Die Proben für solche Schnelltests könnten auch selbst mittels Gurgellösung entnommen werden – erst bei einem positiven Ergebnis müsste ein PCR-Test zur offiziellen Bestätigung einer SARS-CoV-2-Infektion nachfolgen.  Derzeit arbeiten Wissenschafter an einem Logistikkonzept, wie man diese Tests rasch österreichweit verfügbar machen könnte.

Der niedrigere Preis wäre deshalb möglich, weil hier deutlich mehr Tests pro Woche durchgeführt werden können als bei einer aufwendigeren PCR. Dafür ist allerdings auch die Sensitivität der Tests (Anteil an tatsächlich Kranken, bei denen auch eine Krankheit diagnostiziert wird) etwas niedriger als bei einer PCR. Hochinfektiöse Personen werden aber im selben Ausmaß erkannt.

Die Forschungsplattform wurde bereits zu Beginn der Coronakrise im Frühjahr ins Leben gerufen. Sie dient dem interdisziplinären Austausch zwischen Wissenschaft und öffentlicher Hand. 80 Wissenschafterinnen und Wissenschafter waren bisher in die derzeitigen vier Arbeitsgruppen (Gesundheit/Infektionskurve, Grundversorgung/Logistik, Wirtschaft/Arbeitsmarkt sowie Gesellschaft/Psychosoziales) involviert. Zwei Arbeitsgruppen haben bereits Berichte vorgelegt: Die Arbeitsgruppe "Gesundheit" und die Arbeitsgruppe "Gesellschaft". Letztere geht unter anderem der Frage nach, welche Personengruppen aus psychosozialer Sicht mit der Pandemie besser, und welche weniger gut zurechtkommen.

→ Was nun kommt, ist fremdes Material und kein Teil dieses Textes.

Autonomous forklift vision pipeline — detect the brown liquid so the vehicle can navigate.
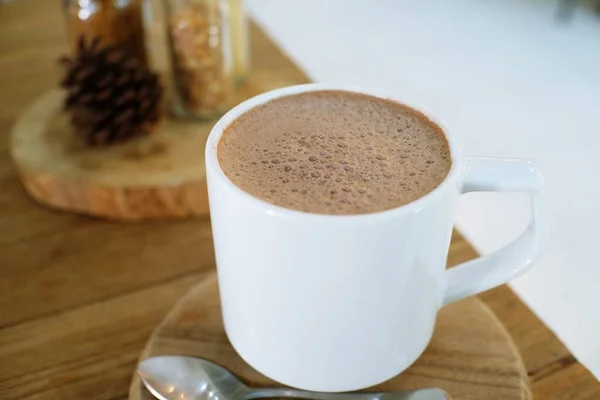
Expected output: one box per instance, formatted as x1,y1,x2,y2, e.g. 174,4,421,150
218,91,451,214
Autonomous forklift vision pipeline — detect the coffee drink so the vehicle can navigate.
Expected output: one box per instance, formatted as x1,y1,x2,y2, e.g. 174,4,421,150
217,91,451,214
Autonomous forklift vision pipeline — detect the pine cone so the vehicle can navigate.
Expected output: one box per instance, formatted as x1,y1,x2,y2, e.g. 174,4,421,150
61,36,163,146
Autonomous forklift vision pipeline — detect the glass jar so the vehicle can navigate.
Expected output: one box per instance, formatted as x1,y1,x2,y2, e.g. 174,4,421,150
229,0,250,85
165,0,234,119
64,0,146,63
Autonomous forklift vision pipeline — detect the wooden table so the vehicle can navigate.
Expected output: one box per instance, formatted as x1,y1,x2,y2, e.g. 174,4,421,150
0,0,600,400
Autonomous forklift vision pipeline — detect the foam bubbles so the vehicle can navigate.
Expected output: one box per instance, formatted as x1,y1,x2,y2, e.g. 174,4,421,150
218,91,450,214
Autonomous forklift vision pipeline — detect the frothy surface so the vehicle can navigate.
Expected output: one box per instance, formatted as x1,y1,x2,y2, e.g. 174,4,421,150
217,91,451,214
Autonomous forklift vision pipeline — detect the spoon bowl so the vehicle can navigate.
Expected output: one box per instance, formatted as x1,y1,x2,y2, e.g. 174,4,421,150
138,356,449,400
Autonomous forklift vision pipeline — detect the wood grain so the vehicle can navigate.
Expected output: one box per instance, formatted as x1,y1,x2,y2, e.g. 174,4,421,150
10,1,302,221
129,274,531,400
0,0,600,400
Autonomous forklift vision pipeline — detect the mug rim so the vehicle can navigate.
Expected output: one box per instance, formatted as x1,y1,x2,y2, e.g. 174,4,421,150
205,83,462,221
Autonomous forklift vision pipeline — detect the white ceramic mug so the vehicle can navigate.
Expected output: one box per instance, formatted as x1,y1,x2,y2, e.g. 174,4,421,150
206,84,547,391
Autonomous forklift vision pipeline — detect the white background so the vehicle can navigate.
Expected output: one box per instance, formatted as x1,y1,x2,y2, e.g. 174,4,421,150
248,0,600,377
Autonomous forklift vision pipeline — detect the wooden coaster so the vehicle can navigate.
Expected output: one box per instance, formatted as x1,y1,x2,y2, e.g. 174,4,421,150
11,71,296,221
129,275,531,400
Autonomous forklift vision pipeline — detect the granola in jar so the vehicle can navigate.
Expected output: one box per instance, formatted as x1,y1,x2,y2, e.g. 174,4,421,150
167,0,234,118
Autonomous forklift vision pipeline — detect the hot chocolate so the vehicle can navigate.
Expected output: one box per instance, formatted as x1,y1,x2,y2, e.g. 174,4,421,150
218,91,451,214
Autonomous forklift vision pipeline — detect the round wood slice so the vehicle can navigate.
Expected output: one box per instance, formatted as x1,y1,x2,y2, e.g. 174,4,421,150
129,275,531,400
11,76,297,221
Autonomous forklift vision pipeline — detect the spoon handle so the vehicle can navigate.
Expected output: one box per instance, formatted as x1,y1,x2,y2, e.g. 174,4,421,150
244,389,450,400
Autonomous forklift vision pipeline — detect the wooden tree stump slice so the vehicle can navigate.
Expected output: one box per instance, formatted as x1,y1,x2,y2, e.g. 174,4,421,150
11,71,298,221
129,275,531,400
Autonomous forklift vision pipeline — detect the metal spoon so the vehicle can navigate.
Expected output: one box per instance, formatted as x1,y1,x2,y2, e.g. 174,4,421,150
138,356,449,400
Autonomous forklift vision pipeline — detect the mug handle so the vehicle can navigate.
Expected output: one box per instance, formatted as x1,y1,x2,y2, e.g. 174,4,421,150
442,158,548,305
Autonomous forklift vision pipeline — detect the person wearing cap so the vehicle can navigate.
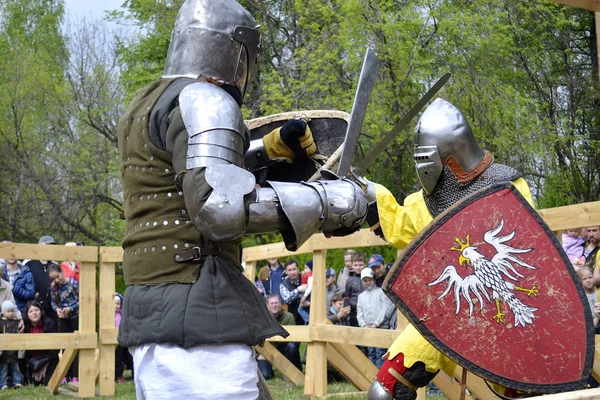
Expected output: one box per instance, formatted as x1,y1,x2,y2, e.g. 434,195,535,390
298,260,312,325
368,254,390,287
2,239,35,314
23,235,58,323
356,268,394,368
337,249,356,290
0,300,23,390
325,268,344,309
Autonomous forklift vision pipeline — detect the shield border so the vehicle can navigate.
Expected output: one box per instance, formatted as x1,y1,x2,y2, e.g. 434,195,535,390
382,182,595,393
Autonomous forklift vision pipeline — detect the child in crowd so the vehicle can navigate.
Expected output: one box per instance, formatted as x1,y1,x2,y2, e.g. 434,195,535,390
327,293,350,325
346,253,367,326
60,242,81,282
577,267,598,315
562,229,585,271
298,260,312,324
48,263,79,383
0,300,22,390
356,268,394,368
114,293,133,383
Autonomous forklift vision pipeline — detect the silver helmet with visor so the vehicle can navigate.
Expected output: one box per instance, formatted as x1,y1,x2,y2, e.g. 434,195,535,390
413,98,486,194
163,0,260,98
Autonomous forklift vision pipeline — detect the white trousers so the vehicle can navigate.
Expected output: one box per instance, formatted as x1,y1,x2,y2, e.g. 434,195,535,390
130,344,258,400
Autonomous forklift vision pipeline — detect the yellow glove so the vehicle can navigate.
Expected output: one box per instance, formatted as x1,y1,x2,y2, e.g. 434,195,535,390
263,119,317,164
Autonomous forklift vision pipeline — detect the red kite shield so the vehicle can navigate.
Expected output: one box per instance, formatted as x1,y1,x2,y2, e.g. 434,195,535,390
384,183,594,393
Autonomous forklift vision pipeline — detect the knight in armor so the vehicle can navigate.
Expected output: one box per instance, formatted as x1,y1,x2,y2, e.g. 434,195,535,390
119,0,367,400
368,98,533,400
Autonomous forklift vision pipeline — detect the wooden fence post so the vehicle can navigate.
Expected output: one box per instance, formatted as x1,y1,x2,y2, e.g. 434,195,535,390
98,247,117,396
304,250,327,396
78,262,96,397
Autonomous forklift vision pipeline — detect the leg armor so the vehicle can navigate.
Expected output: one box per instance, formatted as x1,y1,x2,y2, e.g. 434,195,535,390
368,354,437,400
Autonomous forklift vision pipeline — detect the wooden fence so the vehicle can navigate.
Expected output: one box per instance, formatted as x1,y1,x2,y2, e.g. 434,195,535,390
0,198,600,400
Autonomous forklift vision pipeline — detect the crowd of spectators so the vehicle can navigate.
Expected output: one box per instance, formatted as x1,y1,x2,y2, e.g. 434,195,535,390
562,226,600,333
255,249,396,379
0,236,133,390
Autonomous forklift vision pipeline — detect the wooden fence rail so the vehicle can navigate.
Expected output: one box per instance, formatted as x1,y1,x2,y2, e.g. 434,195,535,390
0,202,600,400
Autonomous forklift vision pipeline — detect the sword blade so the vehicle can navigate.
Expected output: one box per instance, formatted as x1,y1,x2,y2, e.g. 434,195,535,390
353,73,450,175
337,47,379,176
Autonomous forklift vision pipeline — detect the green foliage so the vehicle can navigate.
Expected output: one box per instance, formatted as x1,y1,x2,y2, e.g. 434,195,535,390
0,0,600,248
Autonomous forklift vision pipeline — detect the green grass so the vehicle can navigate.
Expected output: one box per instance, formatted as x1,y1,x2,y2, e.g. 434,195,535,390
0,372,446,400
0,376,364,400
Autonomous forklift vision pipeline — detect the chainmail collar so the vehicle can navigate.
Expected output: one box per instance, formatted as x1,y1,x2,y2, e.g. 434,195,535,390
423,164,522,218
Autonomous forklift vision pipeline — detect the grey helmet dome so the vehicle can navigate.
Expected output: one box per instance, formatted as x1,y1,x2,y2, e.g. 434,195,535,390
163,0,260,98
413,98,485,194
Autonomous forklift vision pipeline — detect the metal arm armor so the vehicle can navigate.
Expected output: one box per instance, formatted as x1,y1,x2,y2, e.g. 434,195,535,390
190,165,368,247
179,82,367,245
179,82,245,169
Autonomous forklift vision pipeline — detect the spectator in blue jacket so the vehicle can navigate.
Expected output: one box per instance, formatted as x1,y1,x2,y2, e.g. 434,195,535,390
2,240,35,314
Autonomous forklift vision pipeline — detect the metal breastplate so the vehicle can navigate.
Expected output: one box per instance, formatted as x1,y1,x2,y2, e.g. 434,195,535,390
423,164,521,218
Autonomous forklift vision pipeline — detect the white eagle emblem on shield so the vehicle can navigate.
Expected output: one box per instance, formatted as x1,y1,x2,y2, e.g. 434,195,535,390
429,219,539,327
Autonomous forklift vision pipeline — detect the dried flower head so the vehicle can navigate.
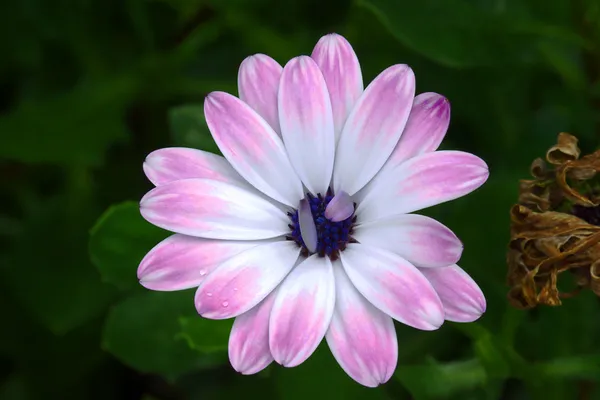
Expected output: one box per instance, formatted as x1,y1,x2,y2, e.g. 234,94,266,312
507,133,600,308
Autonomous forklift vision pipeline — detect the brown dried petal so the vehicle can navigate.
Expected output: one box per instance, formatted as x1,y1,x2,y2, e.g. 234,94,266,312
546,132,581,165
556,151,600,207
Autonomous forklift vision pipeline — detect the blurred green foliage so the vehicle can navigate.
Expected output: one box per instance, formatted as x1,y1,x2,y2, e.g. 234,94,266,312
0,0,600,400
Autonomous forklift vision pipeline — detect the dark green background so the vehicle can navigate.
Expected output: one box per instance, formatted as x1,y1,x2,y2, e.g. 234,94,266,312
0,0,600,400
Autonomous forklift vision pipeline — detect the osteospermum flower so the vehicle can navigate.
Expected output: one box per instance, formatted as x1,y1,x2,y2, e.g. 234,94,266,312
138,34,488,386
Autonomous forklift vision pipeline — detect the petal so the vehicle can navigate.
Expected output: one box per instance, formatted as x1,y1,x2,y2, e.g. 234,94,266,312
326,262,398,387
140,179,289,240
144,147,246,186
356,151,489,222
238,54,283,133
137,234,263,291
195,240,300,319
204,92,303,207
333,65,415,195
311,33,363,143
352,214,463,267
278,56,335,194
382,93,450,170
325,191,354,222
421,265,486,322
229,289,277,375
269,254,335,367
340,243,444,331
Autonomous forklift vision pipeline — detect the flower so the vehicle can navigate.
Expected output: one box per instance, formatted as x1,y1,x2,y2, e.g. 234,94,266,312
507,132,600,309
138,34,488,386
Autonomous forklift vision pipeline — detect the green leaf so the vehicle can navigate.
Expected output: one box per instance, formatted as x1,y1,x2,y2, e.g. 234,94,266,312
273,342,389,400
179,316,233,353
102,290,204,377
89,202,168,289
0,196,116,334
169,104,219,153
395,359,487,399
359,0,583,68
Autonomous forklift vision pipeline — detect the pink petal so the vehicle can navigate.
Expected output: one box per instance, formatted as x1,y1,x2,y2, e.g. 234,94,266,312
325,191,354,222
278,56,335,194
333,65,415,195
144,147,246,186
140,179,289,240
238,54,283,133
352,214,463,267
137,234,263,291
356,151,489,222
383,93,450,170
269,254,335,367
195,240,300,319
229,289,277,375
326,262,398,387
204,92,304,207
340,243,444,331
311,33,363,143
421,265,486,322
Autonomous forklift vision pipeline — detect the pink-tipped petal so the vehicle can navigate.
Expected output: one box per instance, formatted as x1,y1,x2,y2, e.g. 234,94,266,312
352,214,463,267
421,265,486,322
269,254,335,367
278,56,335,194
340,243,444,331
325,190,354,222
137,234,263,291
195,240,300,319
356,151,489,222
144,147,246,186
238,54,283,134
204,92,303,207
326,262,398,387
333,65,415,195
229,289,277,375
140,179,289,240
382,93,450,171
298,199,319,253
311,33,363,143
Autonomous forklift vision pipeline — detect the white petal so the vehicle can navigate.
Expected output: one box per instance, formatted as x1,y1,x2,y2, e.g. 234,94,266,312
340,243,444,330
204,92,304,207
229,289,277,375
333,65,415,196
195,241,300,319
421,265,486,322
238,54,283,133
356,151,489,222
326,261,398,387
144,147,247,186
352,214,463,267
138,234,264,291
140,179,289,240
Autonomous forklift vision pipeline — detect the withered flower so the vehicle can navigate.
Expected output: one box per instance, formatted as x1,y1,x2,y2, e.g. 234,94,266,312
507,133,600,308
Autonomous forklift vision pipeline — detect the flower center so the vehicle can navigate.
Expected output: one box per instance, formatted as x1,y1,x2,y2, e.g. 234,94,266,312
286,189,356,261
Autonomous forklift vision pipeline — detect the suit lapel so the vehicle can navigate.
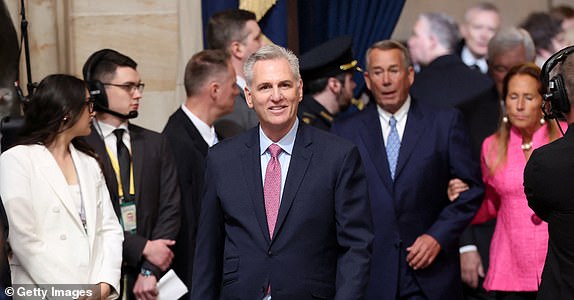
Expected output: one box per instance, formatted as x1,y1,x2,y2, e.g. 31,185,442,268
359,106,400,191
395,99,425,178
273,122,313,241
241,127,271,243
70,146,97,245
37,146,83,230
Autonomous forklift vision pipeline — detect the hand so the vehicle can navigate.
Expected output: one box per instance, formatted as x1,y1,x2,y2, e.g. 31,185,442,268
460,251,484,289
143,239,175,271
407,234,441,270
446,178,468,202
133,274,158,300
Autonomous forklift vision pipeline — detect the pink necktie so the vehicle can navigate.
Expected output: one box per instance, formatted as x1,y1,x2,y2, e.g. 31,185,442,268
263,144,281,238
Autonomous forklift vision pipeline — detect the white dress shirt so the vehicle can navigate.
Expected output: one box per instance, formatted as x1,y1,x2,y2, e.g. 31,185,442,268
181,104,219,147
377,95,411,146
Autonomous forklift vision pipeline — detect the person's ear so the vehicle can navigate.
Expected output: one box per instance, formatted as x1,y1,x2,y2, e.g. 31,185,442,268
243,87,253,109
327,77,341,94
209,81,221,99
229,41,243,60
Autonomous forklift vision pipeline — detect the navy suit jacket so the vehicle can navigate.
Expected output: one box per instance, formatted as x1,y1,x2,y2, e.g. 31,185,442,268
84,123,181,282
332,99,483,300
192,122,373,300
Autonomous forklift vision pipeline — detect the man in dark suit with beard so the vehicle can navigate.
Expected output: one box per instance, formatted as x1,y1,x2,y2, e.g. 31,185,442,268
191,45,373,300
83,49,181,299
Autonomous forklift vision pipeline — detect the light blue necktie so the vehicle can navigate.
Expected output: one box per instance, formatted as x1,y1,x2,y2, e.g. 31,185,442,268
386,116,401,180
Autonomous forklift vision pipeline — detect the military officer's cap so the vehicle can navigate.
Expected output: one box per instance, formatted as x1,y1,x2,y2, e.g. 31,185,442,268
299,36,362,80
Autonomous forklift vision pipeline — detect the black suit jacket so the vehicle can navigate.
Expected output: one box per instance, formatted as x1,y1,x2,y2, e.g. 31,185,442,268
524,124,574,300
163,108,209,290
192,122,373,300
457,86,502,272
331,98,484,300
85,124,180,284
410,54,494,107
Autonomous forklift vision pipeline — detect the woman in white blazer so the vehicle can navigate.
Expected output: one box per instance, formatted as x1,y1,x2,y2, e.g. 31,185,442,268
0,75,123,299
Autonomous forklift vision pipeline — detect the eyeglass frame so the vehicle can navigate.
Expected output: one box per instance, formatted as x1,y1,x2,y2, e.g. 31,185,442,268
102,82,145,95
84,97,96,113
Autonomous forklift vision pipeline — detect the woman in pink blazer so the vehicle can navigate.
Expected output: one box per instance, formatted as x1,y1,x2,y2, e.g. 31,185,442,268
473,63,566,299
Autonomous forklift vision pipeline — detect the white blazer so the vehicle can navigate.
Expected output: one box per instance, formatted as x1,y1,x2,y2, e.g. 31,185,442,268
0,145,123,298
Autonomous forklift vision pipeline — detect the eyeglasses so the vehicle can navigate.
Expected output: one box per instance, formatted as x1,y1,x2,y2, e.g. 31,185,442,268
104,82,145,95
86,97,96,113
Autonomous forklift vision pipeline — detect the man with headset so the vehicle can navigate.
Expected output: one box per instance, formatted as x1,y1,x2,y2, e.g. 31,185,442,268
524,46,574,299
82,49,181,299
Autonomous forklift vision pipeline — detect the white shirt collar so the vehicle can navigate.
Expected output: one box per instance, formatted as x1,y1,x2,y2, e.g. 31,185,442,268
259,118,299,155
93,119,129,139
236,76,247,92
181,104,218,147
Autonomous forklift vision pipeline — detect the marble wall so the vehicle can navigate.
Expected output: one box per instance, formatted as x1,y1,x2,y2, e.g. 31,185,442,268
4,0,572,131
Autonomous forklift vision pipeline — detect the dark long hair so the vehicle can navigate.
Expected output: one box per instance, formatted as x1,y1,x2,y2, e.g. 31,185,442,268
489,62,560,174
17,74,96,157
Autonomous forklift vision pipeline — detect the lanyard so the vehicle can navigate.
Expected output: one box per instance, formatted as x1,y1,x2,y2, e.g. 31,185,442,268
106,146,135,200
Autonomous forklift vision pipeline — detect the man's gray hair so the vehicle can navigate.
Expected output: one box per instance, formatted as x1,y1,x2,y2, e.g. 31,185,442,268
486,27,536,62
243,44,301,86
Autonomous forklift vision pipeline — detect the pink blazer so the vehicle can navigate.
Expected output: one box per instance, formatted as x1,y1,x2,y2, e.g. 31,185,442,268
473,126,560,291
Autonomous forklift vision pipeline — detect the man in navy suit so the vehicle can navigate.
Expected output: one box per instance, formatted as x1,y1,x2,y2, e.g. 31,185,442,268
192,45,376,300
332,40,483,300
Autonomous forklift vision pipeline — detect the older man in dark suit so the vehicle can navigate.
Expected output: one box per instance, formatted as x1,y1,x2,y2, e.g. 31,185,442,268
332,40,483,300
192,45,373,300
83,49,180,299
163,50,239,289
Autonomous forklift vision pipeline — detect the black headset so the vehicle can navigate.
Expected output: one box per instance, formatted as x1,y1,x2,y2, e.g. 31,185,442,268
82,49,138,119
540,46,574,119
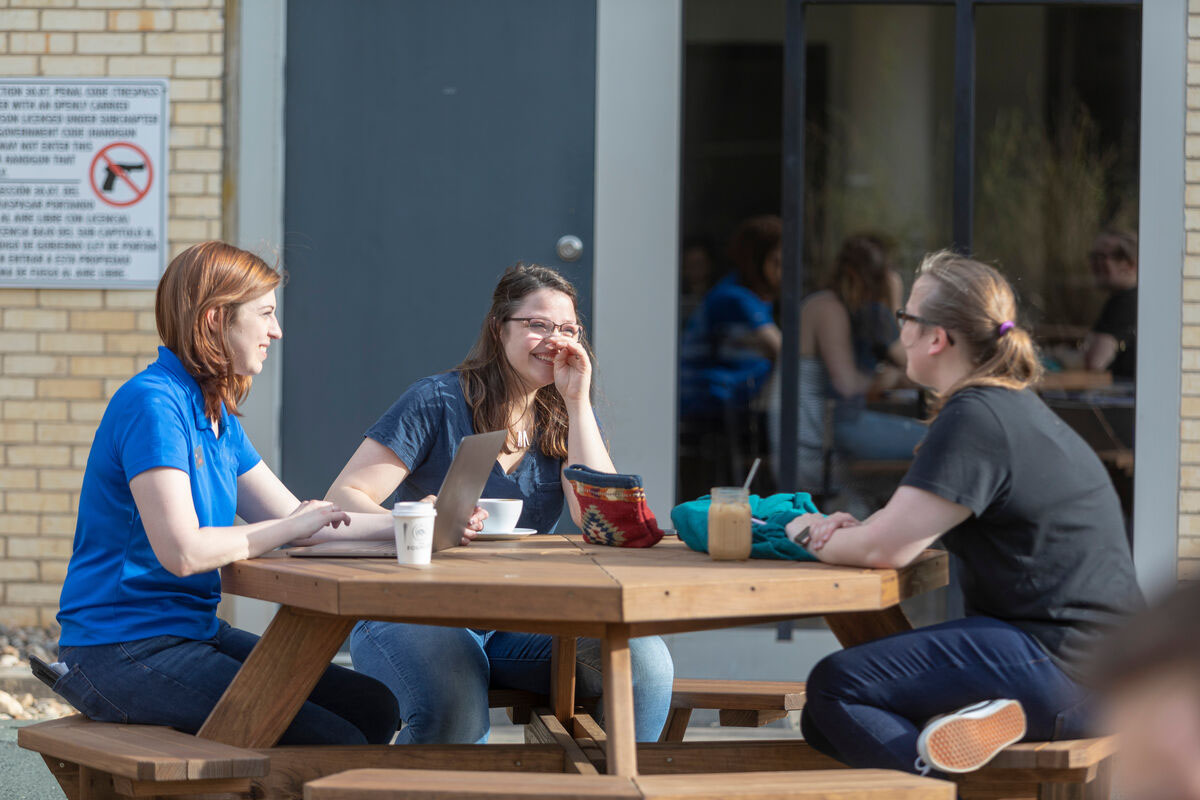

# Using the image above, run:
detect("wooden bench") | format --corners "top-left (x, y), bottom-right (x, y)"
top-left (304, 770), bottom-right (954, 800)
top-left (487, 678), bottom-right (804, 741)
top-left (17, 715), bottom-right (270, 799)
top-left (955, 736), bottom-right (1116, 800)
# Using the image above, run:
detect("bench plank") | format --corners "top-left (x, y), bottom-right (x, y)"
top-left (305, 770), bottom-right (954, 800)
top-left (17, 715), bottom-right (269, 781)
top-left (304, 767), bottom-right (642, 800)
top-left (671, 678), bottom-right (804, 711)
top-left (634, 770), bottom-right (955, 800)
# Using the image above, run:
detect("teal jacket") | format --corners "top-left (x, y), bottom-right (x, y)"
top-left (671, 492), bottom-right (820, 561)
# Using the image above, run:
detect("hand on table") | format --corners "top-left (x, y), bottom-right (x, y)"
top-left (785, 511), bottom-right (858, 553)
top-left (421, 494), bottom-right (487, 545)
top-left (287, 500), bottom-right (350, 545)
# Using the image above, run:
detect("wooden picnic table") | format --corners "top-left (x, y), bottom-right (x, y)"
top-left (198, 535), bottom-right (947, 796)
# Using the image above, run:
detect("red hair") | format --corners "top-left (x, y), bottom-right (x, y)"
top-left (154, 241), bottom-right (283, 421)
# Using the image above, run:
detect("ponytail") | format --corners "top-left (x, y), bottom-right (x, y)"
top-left (917, 251), bottom-right (1042, 416)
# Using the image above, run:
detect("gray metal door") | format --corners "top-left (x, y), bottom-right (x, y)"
top-left (281, 0), bottom-right (596, 498)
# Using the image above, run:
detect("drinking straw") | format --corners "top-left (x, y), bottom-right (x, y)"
top-left (742, 458), bottom-right (762, 492)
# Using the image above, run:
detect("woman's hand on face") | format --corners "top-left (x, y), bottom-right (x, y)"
top-left (550, 336), bottom-right (592, 401)
top-left (421, 494), bottom-right (487, 545)
top-left (287, 500), bottom-right (350, 545)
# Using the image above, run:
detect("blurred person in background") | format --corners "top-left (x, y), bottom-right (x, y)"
top-left (1084, 230), bottom-right (1138, 380)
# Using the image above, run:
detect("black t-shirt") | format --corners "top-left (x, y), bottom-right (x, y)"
top-left (1092, 288), bottom-right (1138, 380)
top-left (902, 386), bottom-right (1142, 680)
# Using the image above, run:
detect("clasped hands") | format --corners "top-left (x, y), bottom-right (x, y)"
top-left (784, 511), bottom-right (858, 553)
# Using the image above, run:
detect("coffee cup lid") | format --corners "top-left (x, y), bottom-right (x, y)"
top-left (391, 500), bottom-right (438, 517)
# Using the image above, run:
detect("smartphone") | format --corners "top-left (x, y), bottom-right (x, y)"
top-left (29, 655), bottom-right (67, 688)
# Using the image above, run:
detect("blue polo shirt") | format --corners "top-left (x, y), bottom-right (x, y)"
top-left (58, 347), bottom-right (259, 646)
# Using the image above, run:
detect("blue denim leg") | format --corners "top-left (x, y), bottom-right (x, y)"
top-left (350, 621), bottom-right (491, 745)
top-left (834, 410), bottom-right (929, 461)
top-left (350, 622), bottom-right (674, 744)
top-left (54, 622), bottom-right (398, 745)
top-left (487, 631), bottom-right (674, 741)
top-left (800, 616), bottom-right (1087, 772)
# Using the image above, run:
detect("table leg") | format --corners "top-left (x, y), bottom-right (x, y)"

Die Forschungsplattform sei „eine Art Partnervermittlung“ zwischen den politischen Entscheidungsträgern und den Wissenschaftern“, sagte Thomas Starlinger (Ex-Verteidigungsminister der Übergangsregierung). Er koordiniert sie mit Antonella Mei-Pochtler (Denkfabrik „Think Austria“ im Kanzleramt): „Die Plattform ist politisch unabhängig und ehrenamtlich“, sagte sie, und: "Je mehr man in einer Krise ist, desto mehr braucht man Wissenschaft. Und diese wird am meisten gebraucht, wenn man davon am wenigsten hat."

Der Rektor der Uni Wien, Heinz Engl, betonte, dass es die Grundlagenforschung benötige, um auf eine Krise wie die Corona-Pandemie ausreichend vorbereitet zu sein. Er kündigte auch an, dass voraussichtlich bereits nächste Woche die Uni Wien gemeinsam mit den MedUnis in Innsbruck und Graz sowie der Medizinischen Fakultät der Univerisät Linz mit den Gurgeltests an 250 Schulen starten wird.

Sabine Seidler, Rektorin der Technischen Universität Wien und Vorsitzende der Universitätenkonferenz, betonte: Die neue Plattform sei ein Beispiel für die Bereitschaft der Forschung, ihr Wissen der Politik zur Verfügung zu stellen. Durch die Krise sei auch die Bereitschaft der Politiker sichtbar geworden, sich dieses Wissens zu bedienen.Und es brauche Übersetzungsarbeit, um diesen Wissenstransfer von der Wissenschaft in die Politik zu schaffen.